Vertech Editorial
ChatGPT, Gemini, Claude, Perplexity, DeepSeek - there are too many now. Here's a plain-English breakdown of what each one actually does well so you can stop switching.
There are too many AI tools right now. A new one drops every few weeks, everyone says theirs is the best, and you're left not knowing which tab to open. The honest answer is that most of them are good - just at different things. Here's how to actually sort through them.
You don't need to master all of them. You need to know which one fits your situation. That's it.
There Are Too Many AI Models and Nobody Explains Them Clearly
The confusion usually comes from one thing: AI companies describe their products the same way. Everything is "intelligent," "powerful," and "helpful." Those words mean nothing. What matters is the specific task you're trying to do.
Let's cut through it. Here's what each major model is actually built for, in plain English.
The Big Three (And What Each One Actually Does Well)
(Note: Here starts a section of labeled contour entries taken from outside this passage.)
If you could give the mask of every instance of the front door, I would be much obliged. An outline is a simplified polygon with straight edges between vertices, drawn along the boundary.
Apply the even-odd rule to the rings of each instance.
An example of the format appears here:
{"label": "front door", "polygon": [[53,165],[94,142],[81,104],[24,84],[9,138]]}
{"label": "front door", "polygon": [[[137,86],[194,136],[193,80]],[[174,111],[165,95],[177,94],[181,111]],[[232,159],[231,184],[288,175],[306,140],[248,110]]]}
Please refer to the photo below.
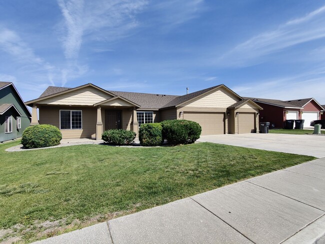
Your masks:
{"label": "front door", "polygon": [[106,110],[105,112],[105,130],[120,129],[122,111]]}

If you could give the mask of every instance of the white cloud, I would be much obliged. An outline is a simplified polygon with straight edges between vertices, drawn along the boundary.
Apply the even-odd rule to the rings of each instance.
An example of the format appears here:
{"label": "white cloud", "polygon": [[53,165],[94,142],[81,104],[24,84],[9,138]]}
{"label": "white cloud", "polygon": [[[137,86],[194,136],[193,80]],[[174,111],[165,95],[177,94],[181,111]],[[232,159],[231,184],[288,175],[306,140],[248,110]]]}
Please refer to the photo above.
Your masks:
{"label": "white cloud", "polygon": [[65,32],[62,40],[66,57],[76,59],[84,38],[112,40],[127,36],[128,31],[138,26],[134,16],[146,1],[58,0],[58,3],[64,18],[62,27]]}
{"label": "white cloud", "polygon": [[210,82],[211,80],[214,80],[218,78],[216,76],[212,76],[212,77],[208,77],[206,78],[204,80],[206,82]]}
{"label": "white cloud", "polygon": [[16,80],[17,80],[17,78],[14,76],[0,74],[0,82],[14,82]]}
{"label": "white cloud", "polygon": [[324,70],[318,70],[290,77],[278,77],[236,86],[232,88],[242,96],[290,100],[314,98],[325,104]]}
{"label": "white cloud", "polygon": [[325,38],[325,6],[278,28],[258,34],[238,45],[218,59],[226,66],[249,66],[263,62],[270,54]]}

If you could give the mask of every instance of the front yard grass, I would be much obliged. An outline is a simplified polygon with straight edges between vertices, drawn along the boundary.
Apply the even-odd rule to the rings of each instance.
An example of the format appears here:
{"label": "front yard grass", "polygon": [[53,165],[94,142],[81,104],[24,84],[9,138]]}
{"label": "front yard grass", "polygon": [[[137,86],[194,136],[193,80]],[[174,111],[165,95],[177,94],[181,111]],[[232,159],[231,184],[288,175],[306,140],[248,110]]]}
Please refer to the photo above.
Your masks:
{"label": "front yard grass", "polygon": [[[312,130],[286,130],[286,129],[276,129],[270,130],[268,133],[274,134],[312,134],[314,132]],[[321,130],[322,134],[325,134],[325,130]]]}
{"label": "front yard grass", "polygon": [[26,242],[314,158],[208,142],[4,151],[18,143],[0,145],[0,229]]}

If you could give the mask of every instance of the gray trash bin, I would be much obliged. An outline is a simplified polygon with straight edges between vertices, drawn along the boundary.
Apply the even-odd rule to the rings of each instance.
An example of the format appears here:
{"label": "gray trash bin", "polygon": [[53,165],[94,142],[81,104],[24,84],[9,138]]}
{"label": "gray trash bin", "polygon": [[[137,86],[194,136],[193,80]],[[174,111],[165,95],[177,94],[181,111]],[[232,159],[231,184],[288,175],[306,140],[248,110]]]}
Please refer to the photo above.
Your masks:
{"label": "gray trash bin", "polygon": [[260,133],[268,133],[270,122],[261,122],[260,123]]}
{"label": "gray trash bin", "polygon": [[286,126],[284,128],[287,130],[292,130],[294,128],[294,120],[286,120]]}
{"label": "gray trash bin", "polygon": [[302,130],[304,128],[304,120],[294,120],[294,122],[296,122],[295,129]]}

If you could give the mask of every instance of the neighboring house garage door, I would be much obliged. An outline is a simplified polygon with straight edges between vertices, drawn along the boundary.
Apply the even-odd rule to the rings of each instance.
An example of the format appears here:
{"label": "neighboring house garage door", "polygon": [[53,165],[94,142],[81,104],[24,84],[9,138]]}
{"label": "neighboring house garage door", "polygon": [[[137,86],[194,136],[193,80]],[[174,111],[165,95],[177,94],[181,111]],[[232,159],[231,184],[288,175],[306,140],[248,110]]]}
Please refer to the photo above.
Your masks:
{"label": "neighboring house garage door", "polygon": [[224,134],[224,113],[184,112],[184,120],[195,121],[202,128],[202,136]]}
{"label": "neighboring house garage door", "polygon": [[286,114],[286,120],[297,120],[298,118],[298,112],[297,111],[289,111]]}
{"label": "neighboring house garage door", "polygon": [[318,120],[318,112],[304,112],[302,114],[302,119],[304,120],[304,128],[312,128],[312,126],[310,126],[310,122]]}
{"label": "neighboring house garage door", "polygon": [[240,134],[256,132],[255,131],[255,113],[240,112],[237,116],[238,132]]}

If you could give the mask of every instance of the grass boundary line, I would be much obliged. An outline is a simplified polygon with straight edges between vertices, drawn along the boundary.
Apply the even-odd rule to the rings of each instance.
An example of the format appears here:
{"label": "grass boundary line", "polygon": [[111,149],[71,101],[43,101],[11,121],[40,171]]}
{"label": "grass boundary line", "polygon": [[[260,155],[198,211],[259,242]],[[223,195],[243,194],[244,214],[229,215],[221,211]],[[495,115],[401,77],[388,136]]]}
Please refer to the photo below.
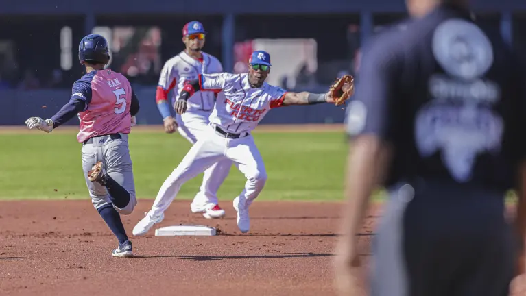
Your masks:
{"label": "grass boundary line", "polygon": [[[259,125],[254,130],[254,133],[280,133],[280,132],[342,132],[345,130],[342,123],[331,124],[263,124]],[[51,132],[51,134],[72,134],[78,132],[77,125],[63,125]],[[14,134],[40,132],[29,130],[25,125],[0,125],[0,134]],[[139,125],[132,127],[134,132],[163,132],[162,125]]]}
| Model | Best For | Watch Out For | Free Plan? |
|---|---|---|---|
| ChatGPT | Writing, brainstorming, math, coding, general tasks | Can confidently make up facts | Yes |
| Gemini | Google Docs, Gmail, Sheets - anything in Google's world | Weaker for deep reasoning tasks | Yes |
| Claude | Long documents, nuanced writing, reading heavy PDFs | Limited free plan, no image generation | Limited |
| Perplexity | Research with real sources, live news, fact-checking | Not ideal for creative writing | Yes |
| DeepSeek | Technical reasoning, math, step-by-step logic | Less polished for everyday writing | Yes |
The Specialists Worth Knowing About
For Research
Perplexity pulls live sources. Use it when you need citations or up-to-date information.
For Writing
Claude handles long-form writing and complex documents better than most. Great for essays and reports.
For Math & Coding
DeepSeek and ChatGPT both shine here. DeepSeek shows its work step-by-step.
How to Stop Switching AI Apps and Pick One Default
Most students waste time jumping between AI tools instead of getting good at one. Pick a default and stick with it for everyday tasks. Then, when a specific need comes up - live sources, a huge document, a tough math problem - switch to the right specialist.
If you're in Google Docs all day, your default is Gemini. If you write a lot of essays, Claude is worth the free tier limit. If you do a bit of everything, ChatGPT is your baseline.
The simplest default rule
Use the AI built into the tools you already open every day. If you live in Google Docs, use Gemini. If you write code in VS Code, use Copilot. Switching tools costs more time than it saves.
Which AI Should You Start With?
If you've never used an AI tool before, start with ChatGPT. It's the most versatile, has a strong free tier, and the quality of its outputs across writing, math, and research is good enough for most student tasks.
Once you hit a situation where it falls short - like needing real-time sources, or uploading a 40-page PDF - that's when you add a specialist. You don't need all of them on day one.